Renal Laparoscopic Cryoablation Has Little Effect on Kidney Function
Patients undergoing laparoscopic cryoablation (LCA) for renal masses experience a minimal decline in renal function at mid-term follow-up, and this decline is similar for patients with and without chronic renal insufficiency (CRI), researchers concluded.
In a study of patients who had the procedure, researchers found that although serum creatinine (sCr) values and estimated glomerular filtration rate (eGFR) were consistently better in patients with normal renal function (NRF) at baseline, “the amount and percentage of impairment after LCA were comparable to those observed in CRI patients,” according to a report in the Journal of Endourology (2011;25:1287-1291). “Therefore, LCA may represent an excellent option for the treatment of small renal masses in patients with preexisting CRI.”

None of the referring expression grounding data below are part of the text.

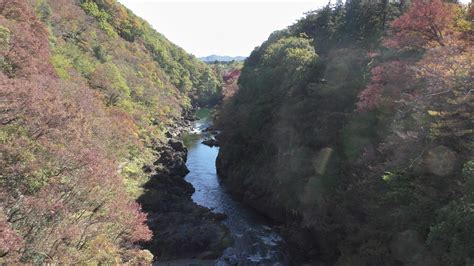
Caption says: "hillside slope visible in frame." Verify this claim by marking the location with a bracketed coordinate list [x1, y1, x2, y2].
[1, 0, 225, 263]
[217, 0, 473, 264]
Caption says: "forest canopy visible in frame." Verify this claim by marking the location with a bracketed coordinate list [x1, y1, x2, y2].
[217, 0, 473, 264]
[0, 0, 223, 262]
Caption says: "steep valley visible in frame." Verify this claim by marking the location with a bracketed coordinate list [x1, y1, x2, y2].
[1, 0, 473, 265]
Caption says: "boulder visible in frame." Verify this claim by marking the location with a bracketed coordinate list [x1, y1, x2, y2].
[202, 138, 219, 147]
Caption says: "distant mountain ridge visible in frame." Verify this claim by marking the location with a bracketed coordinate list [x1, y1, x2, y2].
[199, 55, 246, 62]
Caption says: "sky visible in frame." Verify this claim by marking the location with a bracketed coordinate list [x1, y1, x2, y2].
[117, 0, 328, 57]
[117, 0, 471, 57]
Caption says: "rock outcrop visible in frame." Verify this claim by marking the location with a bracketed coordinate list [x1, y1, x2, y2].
[139, 138, 232, 260]
[201, 138, 219, 147]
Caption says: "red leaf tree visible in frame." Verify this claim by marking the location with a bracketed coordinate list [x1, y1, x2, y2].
[384, 0, 456, 49]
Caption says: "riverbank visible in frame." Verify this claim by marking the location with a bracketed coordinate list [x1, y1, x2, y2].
[138, 111, 232, 261]
[138, 108, 292, 264]
[182, 110, 290, 265]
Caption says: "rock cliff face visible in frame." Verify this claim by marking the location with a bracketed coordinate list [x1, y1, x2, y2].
[140, 135, 232, 260]
[215, 152, 320, 262]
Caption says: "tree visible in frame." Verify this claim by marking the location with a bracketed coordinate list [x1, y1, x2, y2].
[89, 63, 131, 106]
[36, 0, 52, 23]
[1, 2, 152, 263]
[0, 215, 22, 260]
[0, 0, 54, 77]
[385, 0, 456, 49]
[357, 60, 416, 112]
[418, 38, 473, 141]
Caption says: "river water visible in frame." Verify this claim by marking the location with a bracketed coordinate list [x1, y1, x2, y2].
[182, 109, 289, 265]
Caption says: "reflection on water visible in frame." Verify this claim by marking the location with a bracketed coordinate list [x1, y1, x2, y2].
[183, 109, 288, 265]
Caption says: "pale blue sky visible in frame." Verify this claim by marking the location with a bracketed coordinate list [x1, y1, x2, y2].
[117, 0, 327, 57]
[117, 0, 471, 57]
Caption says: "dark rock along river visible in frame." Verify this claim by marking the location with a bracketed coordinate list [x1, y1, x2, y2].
[182, 109, 289, 265]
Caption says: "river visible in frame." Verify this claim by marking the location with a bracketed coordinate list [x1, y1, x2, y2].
[181, 108, 289, 265]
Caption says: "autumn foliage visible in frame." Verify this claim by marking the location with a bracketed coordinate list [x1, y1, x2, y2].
[354, 1, 473, 264]
[218, 0, 473, 264]
[1, 0, 153, 263]
[221, 69, 241, 99]
[2, 0, 225, 262]
[359, 0, 472, 140]
[357, 60, 416, 111]
[385, 0, 456, 49]
[0, 0, 54, 77]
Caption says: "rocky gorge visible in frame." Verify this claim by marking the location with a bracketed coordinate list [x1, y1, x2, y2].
[138, 114, 232, 260]
[3, 0, 470, 264]
[137, 109, 292, 264]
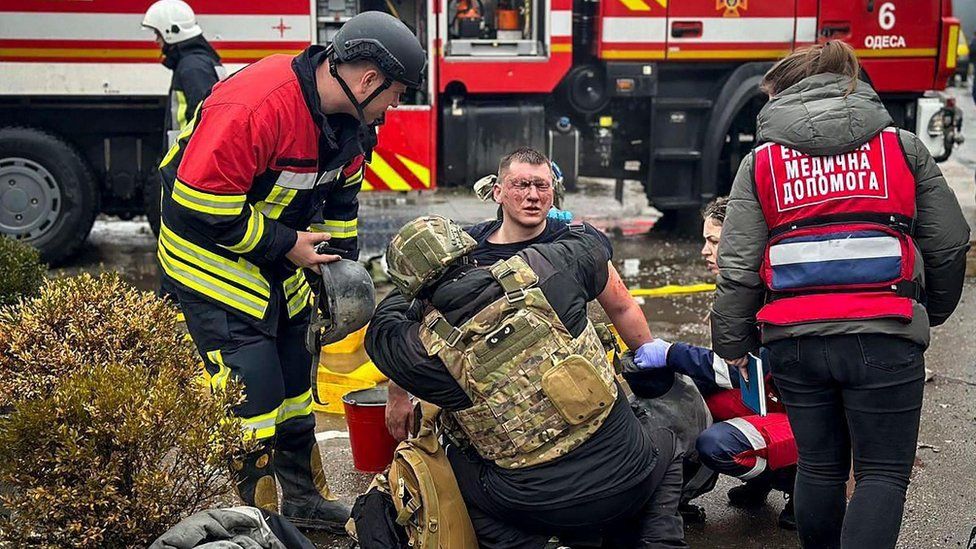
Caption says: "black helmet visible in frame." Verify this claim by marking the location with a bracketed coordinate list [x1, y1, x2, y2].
[331, 11, 426, 88]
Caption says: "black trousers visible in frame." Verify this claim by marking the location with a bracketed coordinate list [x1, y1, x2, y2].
[178, 290, 316, 445]
[767, 334, 925, 549]
[448, 428, 687, 549]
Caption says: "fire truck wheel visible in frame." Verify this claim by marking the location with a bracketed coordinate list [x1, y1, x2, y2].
[144, 168, 161, 238]
[0, 126, 98, 266]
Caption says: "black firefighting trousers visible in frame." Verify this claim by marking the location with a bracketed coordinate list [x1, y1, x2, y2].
[178, 290, 316, 449]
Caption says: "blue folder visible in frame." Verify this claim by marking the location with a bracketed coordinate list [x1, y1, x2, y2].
[739, 354, 767, 416]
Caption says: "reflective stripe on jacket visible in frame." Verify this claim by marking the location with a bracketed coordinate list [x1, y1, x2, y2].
[159, 46, 368, 329]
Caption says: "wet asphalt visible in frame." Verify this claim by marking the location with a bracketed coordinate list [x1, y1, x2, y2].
[57, 86, 976, 548]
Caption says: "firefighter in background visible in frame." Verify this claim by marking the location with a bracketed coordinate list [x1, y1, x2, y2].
[157, 12, 425, 532]
[633, 197, 798, 530]
[143, 0, 226, 299]
[368, 215, 687, 548]
[141, 0, 225, 148]
[712, 41, 969, 548]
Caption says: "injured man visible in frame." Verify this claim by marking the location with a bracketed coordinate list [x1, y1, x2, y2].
[362, 215, 688, 549]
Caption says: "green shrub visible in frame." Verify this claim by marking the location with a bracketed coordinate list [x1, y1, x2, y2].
[0, 273, 249, 548]
[0, 236, 46, 307]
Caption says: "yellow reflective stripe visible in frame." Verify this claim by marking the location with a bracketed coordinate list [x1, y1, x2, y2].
[283, 270, 306, 295]
[277, 390, 313, 423]
[320, 219, 358, 239]
[225, 206, 266, 254]
[157, 246, 268, 319]
[283, 270, 310, 318]
[159, 222, 270, 297]
[947, 25, 960, 69]
[326, 229, 357, 238]
[172, 180, 246, 216]
[175, 180, 247, 204]
[206, 350, 232, 392]
[241, 407, 280, 441]
[255, 186, 298, 220]
[344, 168, 364, 187]
[161, 142, 181, 169]
[174, 89, 188, 129]
[160, 104, 202, 168]
[286, 283, 311, 318]
[202, 350, 283, 440]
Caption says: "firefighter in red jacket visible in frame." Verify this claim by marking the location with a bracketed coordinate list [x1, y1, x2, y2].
[157, 12, 425, 532]
[711, 42, 969, 548]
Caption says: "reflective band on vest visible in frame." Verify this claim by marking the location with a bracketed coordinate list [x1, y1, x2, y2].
[753, 128, 918, 326]
[764, 224, 913, 292]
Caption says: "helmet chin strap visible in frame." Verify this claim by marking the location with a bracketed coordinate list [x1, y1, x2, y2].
[328, 53, 392, 129]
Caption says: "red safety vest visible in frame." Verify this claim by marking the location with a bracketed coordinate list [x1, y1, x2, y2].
[752, 128, 919, 327]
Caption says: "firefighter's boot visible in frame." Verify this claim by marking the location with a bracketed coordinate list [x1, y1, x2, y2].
[230, 442, 279, 514]
[727, 470, 774, 508]
[276, 438, 350, 533]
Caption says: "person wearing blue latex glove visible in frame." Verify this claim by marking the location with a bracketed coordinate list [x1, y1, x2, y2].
[634, 338, 672, 369]
[547, 206, 573, 222]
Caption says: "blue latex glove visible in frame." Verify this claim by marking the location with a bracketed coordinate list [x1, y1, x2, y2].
[548, 207, 573, 222]
[634, 339, 673, 369]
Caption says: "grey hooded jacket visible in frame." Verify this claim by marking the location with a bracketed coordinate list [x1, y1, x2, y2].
[710, 73, 970, 359]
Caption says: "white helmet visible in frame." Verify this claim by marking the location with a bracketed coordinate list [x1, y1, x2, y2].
[142, 0, 203, 45]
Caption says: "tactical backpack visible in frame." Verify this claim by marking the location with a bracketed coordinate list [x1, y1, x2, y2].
[388, 402, 478, 548]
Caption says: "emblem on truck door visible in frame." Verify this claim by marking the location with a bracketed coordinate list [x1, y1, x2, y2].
[716, 0, 747, 17]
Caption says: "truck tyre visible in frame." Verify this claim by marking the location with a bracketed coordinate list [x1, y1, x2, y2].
[0, 127, 98, 265]
[144, 167, 161, 238]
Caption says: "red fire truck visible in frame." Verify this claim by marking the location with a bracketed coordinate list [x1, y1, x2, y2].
[0, 0, 961, 262]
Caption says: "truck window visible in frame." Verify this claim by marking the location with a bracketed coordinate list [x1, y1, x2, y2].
[444, 0, 548, 57]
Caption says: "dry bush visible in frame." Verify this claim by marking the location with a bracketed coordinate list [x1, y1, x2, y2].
[0, 236, 46, 307]
[0, 273, 249, 547]
[0, 272, 190, 403]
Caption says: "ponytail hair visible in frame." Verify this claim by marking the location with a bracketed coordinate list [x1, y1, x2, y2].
[760, 41, 860, 96]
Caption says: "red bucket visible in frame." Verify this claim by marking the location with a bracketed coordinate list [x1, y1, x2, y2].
[343, 386, 398, 473]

Matvey Tsivian, MD, and collaborators at Duke University Medical Center in Durham, N.C., analyzed data from 67 patients undergoing LCA for renal masses. Of these, 22 (33%) had CRI at baseline and 45 had NRF. CRI was defined as an eGFR below 60 mL/min/1.73 m2. RCC was diagnosed in 77% and 71% of the CRI and NRF patients, respectively. The researchers followed patients for up to two years.

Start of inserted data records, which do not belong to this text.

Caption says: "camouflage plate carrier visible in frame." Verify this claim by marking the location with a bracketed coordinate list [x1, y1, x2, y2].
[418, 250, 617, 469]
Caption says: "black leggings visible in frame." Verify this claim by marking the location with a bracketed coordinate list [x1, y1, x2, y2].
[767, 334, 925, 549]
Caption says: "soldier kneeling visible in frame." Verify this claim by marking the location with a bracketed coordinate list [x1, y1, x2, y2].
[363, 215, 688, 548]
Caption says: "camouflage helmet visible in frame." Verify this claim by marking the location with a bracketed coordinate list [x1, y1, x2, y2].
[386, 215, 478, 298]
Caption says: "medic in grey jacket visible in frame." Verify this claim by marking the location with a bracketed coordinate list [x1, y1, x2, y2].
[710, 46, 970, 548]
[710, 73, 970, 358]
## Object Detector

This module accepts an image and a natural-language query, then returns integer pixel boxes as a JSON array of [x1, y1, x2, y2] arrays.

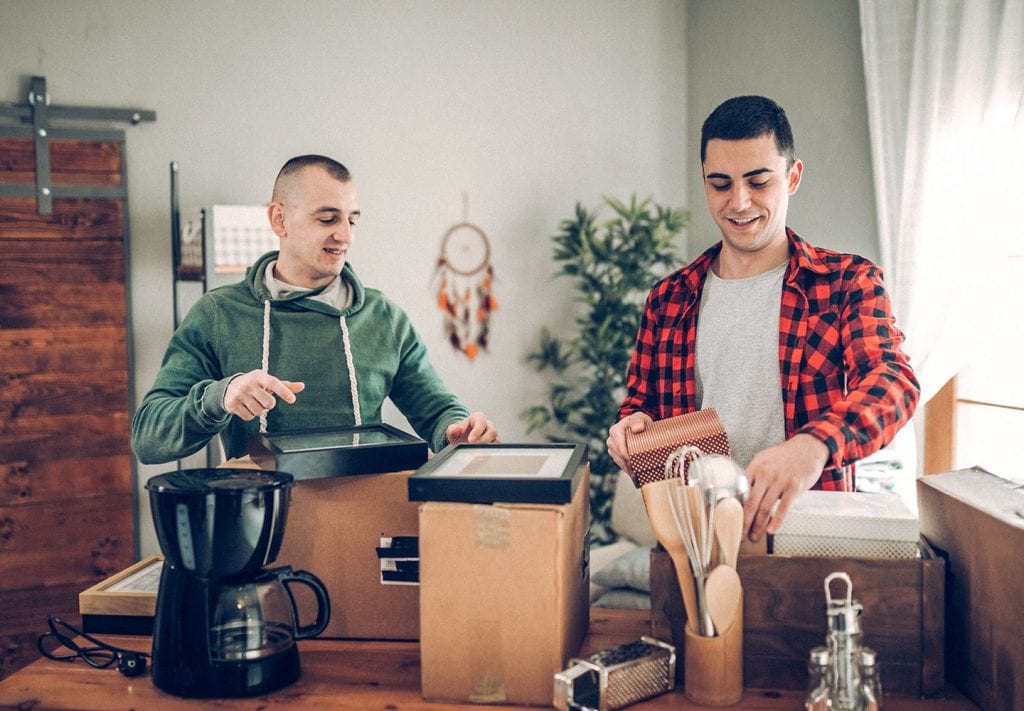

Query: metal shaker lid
[[824, 571, 862, 633]]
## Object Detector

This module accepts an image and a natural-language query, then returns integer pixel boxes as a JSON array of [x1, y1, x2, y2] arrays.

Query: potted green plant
[[522, 195, 687, 542]]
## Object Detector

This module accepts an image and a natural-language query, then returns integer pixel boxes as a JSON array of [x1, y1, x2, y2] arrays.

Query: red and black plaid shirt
[[618, 229, 919, 491]]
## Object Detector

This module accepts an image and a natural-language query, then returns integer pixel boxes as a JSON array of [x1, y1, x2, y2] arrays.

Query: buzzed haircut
[[272, 154, 352, 200], [700, 96, 796, 167]]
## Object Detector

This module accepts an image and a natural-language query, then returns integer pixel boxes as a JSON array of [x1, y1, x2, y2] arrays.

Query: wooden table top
[[0, 609, 978, 710]]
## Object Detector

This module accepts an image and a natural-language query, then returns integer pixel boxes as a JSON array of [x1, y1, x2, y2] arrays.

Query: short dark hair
[[700, 96, 796, 166], [275, 154, 352, 184]]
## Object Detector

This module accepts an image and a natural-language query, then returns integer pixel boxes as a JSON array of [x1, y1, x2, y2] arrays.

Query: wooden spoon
[[704, 563, 742, 635], [714, 497, 744, 569], [642, 479, 700, 633]]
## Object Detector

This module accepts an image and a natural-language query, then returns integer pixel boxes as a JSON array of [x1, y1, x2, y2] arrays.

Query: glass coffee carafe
[[210, 567, 329, 663]]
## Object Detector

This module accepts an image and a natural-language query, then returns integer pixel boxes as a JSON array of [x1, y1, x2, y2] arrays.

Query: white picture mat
[[434, 448, 575, 479], [105, 558, 164, 594]]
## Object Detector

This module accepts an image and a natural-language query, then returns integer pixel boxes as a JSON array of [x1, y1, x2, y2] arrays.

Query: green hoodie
[[131, 251, 468, 464]]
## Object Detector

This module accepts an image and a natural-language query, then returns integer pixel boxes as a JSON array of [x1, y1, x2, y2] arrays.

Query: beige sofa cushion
[[610, 470, 656, 547]]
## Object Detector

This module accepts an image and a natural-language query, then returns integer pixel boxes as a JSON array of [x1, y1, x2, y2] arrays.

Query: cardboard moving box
[[419, 466, 590, 706], [918, 467, 1024, 711], [269, 466, 422, 640]]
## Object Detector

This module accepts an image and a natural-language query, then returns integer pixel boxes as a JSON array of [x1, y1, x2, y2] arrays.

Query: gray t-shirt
[[695, 263, 787, 467]]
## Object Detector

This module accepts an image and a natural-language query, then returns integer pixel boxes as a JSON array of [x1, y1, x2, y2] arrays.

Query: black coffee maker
[[146, 468, 330, 698]]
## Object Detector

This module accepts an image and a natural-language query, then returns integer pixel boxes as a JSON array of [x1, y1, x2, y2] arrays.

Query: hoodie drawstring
[[258, 298, 361, 434], [259, 299, 272, 434], [340, 315, 362, 426]]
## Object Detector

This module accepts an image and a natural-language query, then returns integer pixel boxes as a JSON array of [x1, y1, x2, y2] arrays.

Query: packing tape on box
[[474, 506, 512, 549], [469, 618, 507, 703]]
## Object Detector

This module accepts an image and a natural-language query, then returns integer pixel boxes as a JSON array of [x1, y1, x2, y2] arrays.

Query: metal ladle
[[693, 454, 749, 505]]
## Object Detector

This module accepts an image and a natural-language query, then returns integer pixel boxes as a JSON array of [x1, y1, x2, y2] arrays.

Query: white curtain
[[859, 0, 1024, 475]]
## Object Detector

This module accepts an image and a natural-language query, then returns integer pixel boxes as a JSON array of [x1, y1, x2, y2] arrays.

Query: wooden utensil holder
[[683, 592, 743, 706]]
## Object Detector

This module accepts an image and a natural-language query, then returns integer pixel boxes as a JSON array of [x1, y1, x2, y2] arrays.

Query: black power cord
[[36, 616, 149, 677]]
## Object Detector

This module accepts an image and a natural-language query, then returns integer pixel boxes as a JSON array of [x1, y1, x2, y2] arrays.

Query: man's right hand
[[606, 412, 653, 475], [223, 369, 305, 421]]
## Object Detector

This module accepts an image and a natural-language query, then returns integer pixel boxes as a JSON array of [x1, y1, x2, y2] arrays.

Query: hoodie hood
[[245, 250, 366, 317]]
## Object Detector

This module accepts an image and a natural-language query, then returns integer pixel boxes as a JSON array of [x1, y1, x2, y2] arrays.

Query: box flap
[[918, 467, 1024, 528]]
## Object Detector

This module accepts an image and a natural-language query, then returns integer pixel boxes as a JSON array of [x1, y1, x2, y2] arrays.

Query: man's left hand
[[446, 412, 499, 445], [742, 433, 829, 542]]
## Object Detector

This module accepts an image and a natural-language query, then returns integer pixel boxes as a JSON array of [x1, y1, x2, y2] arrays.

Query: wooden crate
[[650, 541, 944, 697]]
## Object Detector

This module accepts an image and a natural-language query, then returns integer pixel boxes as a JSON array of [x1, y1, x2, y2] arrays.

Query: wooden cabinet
[[0, 136, 135, 679]]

Although serum creatinine (sCr) and estimated glomerular filtration rate (eGFR) were significantly different between the CRI and NRF patients over the two-year follow-up, the changes in both values were similar for both groups.
From baseline to two years, the median change in serum creatinine value was 0.1 mg/dL in both the CRI and NRF groups. During that period, the eGFR (in mL/min/1.73 m2) declined by a median of 4.2 in the CRI group and 8.7 in the NFR group. No patient progressed to end-stage renal disease requiring dialysis.